The transaction is subject to GreenVision shareholder's approval, approval of the listing of GreenVision's common stock to be issued in connection with the Business Combination, that Helbiz shall have delivered to GreenVision its audited financial statements for the two fiscal years ended December 31, 2020, that Helbiz shall have delivered to GreenVision executed payoff letters for all indebtedness of Helbiz that remain unpaid prior to Closing, Helbiz shall have entered into employment agreements with its executive officers, the consummation of the PIPE Investment and other closing conditions. Helbiz is a privately-held company and the holders of a majority of its issued and outstanding shares of Helbiz common stock have approved the transaction, all necessary governmental approvals having been obtained, each of the directors and officers of GVAC, other than Jonathan Intrater shall provide their resignations effective at Closing, GVAC shall have received the audited financial statements of Helbiz, execution of lock up agreement, registration rights agreement and escrow agreement and the projections and GVAC shall have unrestricted cash on hand equal to or in excess of $15,000,000 before payment or deduction of any costs and expenses incurred with respect to the Business Combination. The Boards of Directors of both Helbiz and GreenVision have unanimously approved the proposed transaction, which is expected to be completed in the second quarter of 2021. As of April 8, 2021, GreenVision Acquisition expects the closing of the Business Combination to occur during the third quarter of 2021. GVAC's Board of Directors unanimously recommends that GVAC stockholders vote “FOR” approval of each of the proposals. As of February 9, 2021, for the purpose of consummating the Business Combination, GreenVision elected to extend the date by which GreenVision is required to complete a business combination to May 21, 2021 from February 21, 2021 and deposited $575,000 of the funds provided by Helbiz into the trust account of GreenVision. GVAC expects that the Business Combination will occur no later than August 12, 2021.

William S. Rosenstadt of Ortoli Rosenstadt, LLP acted as legal advisor to Helbiz. Chengying Xiu of Becker & Poliakoff LLP acted as legal advisor to GreenVision. Ladenburg Thalmann & Co. Inc. is serving as financial advisor to Helbiz and will receive a fee equal to the greater of (i) $2,000,000 or (ii) 0.75% of the valuation of GreenVision along with a maximum of non-accountable expense allowance equal to $100,000, of which $35,000 has been paid by Helbiz as an advance. I-Bankers Securities, Inc. is serving as financial advisor to GreenVision and will receive a cash fee in an amount equal to 2.5% of the aggregate amount sold to the public in Initial Public Offering, or $1,437,500. Deloitte Tax, Legal Advisory Arm acted as legal advisor to Helbiz. Continental Stock Transfer & Trust Company acted as transfer agent to GreenVision. Advantage Proxy, Inc. acted as the information agent to GreenVision, for which it will receive a fee of $7,500 for its services. Colliers Securities LLC acted as financial advisor for GreenVision and will receive a fee of $1,250,000.

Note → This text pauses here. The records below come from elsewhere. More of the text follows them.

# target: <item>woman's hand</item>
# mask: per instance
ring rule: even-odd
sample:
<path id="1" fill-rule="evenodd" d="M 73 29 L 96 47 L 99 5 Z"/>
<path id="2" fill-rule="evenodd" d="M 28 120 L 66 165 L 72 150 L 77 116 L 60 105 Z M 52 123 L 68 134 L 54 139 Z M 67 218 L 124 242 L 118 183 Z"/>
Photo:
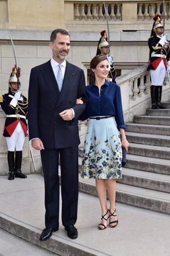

Helbiz, Inc. completed the acquisition of GreenVision Acquisition Corp. (NasdaqCM:GRNV) from Hudson Bay Capital Management LP, Feis Equities, LLC, Periscope Capital Inc, Basso Spac Fund LLC, a fund managed by Basso Capital Management, L.P. and others in a reverse merger transaction on August 13, 2021. The combined company will retain the name Helbiz, Inc. and is expected to begin trading on the Nasdaq Capital Market (“Nasdaq”) on August 13th, under the new ticker symbol “NASDAQ:HLBZ” for Helbiz common stock and “NASDAQ:HLBZW” for Helbiz warrants. As part of the business combination, Helbiz will retain its experienced management team, led by Chief Executive Officer Salvatore Palella, and add one new board member, Lee Stern from the GreenVision team. The remainder of the board will be composed of Chief Financial Officer Giulio Profumo and two independent directors, Guy Adami and Kim Wilford.